Project Nº: 530756074
Affiliated Entities: Friedrich-Alexander-Universität Erlangen-Nürnberg (FAU, Germany), Catholic University of Korea (CUK, South Korea)
Supported by DFG (Deutsche Forschungsgemeinschaft/ German Research Foundation) and NRF. Südkorea-NRF-DFG-2023 programme
Duration: 2023 – 2024

More than ever before, our society relies on the correct interaction of a large number of individual elements. These could be internet servers, providers and users in an energy grid, or even ‘artificial neurons’ used in deep learning. Such groups of interacting individuals can have a very complex collective behaviour. It is thus difficult to predict and control them. Moreover, classical analysis techniques will soon be unable to handle the increasingly large size of interacting communities encountered in applications. This collaborative research program seeks to deliver fresh ideas to study large interacting communities, including neural networks from deep learning. Our approach will combine the expertise in collective behaviour of Prof. Ko’s group at the Catholic University of Korea (CUK) with recent advances in control theory and machine learning by Prof. Zuazua’s team at FAU Erlangen-Nürnberg. On the one hand, tools created at FAU have enormous potential to disentangle complex collective behaviour studied at CUK. On the other hand, techniques to analyze collective behaviour developed by the CUK team can help explain why deep neural networks work well. This is a fundamental open question in machine learning.

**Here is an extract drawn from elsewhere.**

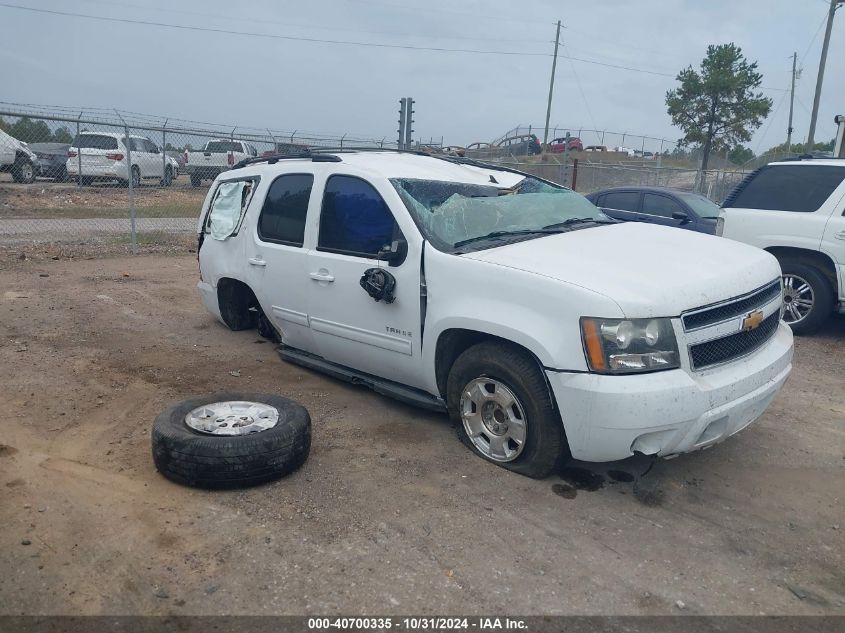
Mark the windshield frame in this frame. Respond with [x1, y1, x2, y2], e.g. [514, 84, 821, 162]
[391, 172, 608, 253]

We will explore these synergies through a workshop and accelerate knowledge exchange through mutual research visits.

The proposed international collaboration program will explore an interdisciplinary approach to the analysis of large multi-particle systems, which relies on the cross-fertilization between the PIs’ fields of expertise: control theory and machine learning (Prof. Zuazua) and collective dynamics (Prof. Ko). Indeed,
recent advances in control theory and the ability of machine learning to tackle extremely complex problems provide powerful tools to shed light on large-scale multi-particle systems. On the other hand, classical techniques to study collective dynamics, such as so-called mean-field limits, can potentially be leveraged to explain the behaviour of machine learning frameworks such as very deep neural network—a pressing problem in artificial intelligence.